So, substitute `v(t) = sin(alpha t)cos^2(alpha t) ` to the formula above.

`s(t) = intsin(alpha t)cos^2(alpha t) dt`

To integrate, apply u-substitution.

Let,

`u = cos (alpha t)`

Then, differentiate u.

`du = -sin (alpha t) * alpha dt`

`-(du)/alpha = sin (alpha t) dt`

Replacing `cos (alpha t)` with `u` and `sin (alpha t)dt` with `-(du)/alpha` yields,

`s(u) = int u^2 * (-du)/alpha = -1/alpha int u^2 du`

Then, apply the power formula of integral which is `int u^n du = u^(n+1)/(n+1) + C ` .

`s(u) = -1/alpha u^3/3 + C`

`s(u)= -u^3/(3alpha) + C`

Substitute back `u= cos (alpha t)` to return to the function s(t).
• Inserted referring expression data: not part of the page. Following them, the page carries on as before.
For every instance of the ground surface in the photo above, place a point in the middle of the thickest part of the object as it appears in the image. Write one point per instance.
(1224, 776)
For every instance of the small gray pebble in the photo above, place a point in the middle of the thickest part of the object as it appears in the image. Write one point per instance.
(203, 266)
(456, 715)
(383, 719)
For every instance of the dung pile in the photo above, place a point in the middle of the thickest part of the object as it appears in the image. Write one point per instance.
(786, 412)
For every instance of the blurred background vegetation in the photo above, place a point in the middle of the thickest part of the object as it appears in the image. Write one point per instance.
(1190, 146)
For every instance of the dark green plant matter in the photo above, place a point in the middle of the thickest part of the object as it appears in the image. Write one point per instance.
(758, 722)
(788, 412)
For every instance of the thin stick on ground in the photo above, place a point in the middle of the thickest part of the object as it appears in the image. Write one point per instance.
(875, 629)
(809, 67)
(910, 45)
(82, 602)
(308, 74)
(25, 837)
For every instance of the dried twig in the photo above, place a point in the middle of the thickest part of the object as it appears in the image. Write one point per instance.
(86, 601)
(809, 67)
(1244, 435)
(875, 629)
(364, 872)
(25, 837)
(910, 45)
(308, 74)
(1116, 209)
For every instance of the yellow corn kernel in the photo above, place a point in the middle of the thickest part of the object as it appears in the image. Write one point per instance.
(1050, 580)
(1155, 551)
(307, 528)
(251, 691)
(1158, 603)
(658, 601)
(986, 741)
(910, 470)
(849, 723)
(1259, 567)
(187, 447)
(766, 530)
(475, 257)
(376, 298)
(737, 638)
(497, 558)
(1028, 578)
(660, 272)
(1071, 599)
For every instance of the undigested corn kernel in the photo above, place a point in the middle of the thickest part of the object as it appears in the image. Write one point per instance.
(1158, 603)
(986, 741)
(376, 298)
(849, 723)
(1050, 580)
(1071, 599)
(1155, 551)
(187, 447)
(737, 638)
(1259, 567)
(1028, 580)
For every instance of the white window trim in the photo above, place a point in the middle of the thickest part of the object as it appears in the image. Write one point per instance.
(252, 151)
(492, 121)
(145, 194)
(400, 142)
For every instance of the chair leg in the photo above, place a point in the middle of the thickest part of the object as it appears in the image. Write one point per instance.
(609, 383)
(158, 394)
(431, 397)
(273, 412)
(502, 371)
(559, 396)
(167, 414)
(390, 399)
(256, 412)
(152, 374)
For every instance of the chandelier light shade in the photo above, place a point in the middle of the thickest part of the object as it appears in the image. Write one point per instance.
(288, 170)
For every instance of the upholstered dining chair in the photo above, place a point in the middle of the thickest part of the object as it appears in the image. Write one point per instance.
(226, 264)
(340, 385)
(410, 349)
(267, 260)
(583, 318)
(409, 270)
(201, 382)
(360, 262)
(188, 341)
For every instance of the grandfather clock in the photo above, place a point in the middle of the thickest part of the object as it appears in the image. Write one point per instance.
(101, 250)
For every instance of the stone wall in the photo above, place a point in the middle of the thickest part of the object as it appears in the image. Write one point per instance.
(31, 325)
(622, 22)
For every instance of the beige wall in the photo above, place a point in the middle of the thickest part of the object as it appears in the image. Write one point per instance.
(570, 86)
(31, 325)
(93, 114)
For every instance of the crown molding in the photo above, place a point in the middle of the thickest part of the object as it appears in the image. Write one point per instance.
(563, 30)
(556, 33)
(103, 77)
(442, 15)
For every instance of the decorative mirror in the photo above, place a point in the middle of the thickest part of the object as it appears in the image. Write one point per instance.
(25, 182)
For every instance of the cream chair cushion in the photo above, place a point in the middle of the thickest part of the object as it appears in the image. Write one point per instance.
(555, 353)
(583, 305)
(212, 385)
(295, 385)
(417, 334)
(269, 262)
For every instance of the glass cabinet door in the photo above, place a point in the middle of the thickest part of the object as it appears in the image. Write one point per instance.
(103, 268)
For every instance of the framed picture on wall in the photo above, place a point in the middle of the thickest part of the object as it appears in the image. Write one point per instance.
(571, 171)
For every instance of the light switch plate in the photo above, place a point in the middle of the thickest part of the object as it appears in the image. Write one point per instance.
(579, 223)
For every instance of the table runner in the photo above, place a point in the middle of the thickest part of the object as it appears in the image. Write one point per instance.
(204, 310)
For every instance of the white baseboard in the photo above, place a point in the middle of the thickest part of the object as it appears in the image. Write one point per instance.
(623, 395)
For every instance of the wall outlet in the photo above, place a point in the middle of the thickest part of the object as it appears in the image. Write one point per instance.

`s(t) = -(cos^3 (alpha t))/(3alpha) + C`

To determine the value of C, use the given condition s(0) = 2

`2 = -(cos^3(alpha*0))/(3alpha)+ C`

`2=-1/(3alpha)+C`

`1/(3alpha)+ 2=C`

**Hence the position function is:**

**`s(t) = -(cos^3(alpha t))/(3 alpha) + 1/(3alpha)+2` **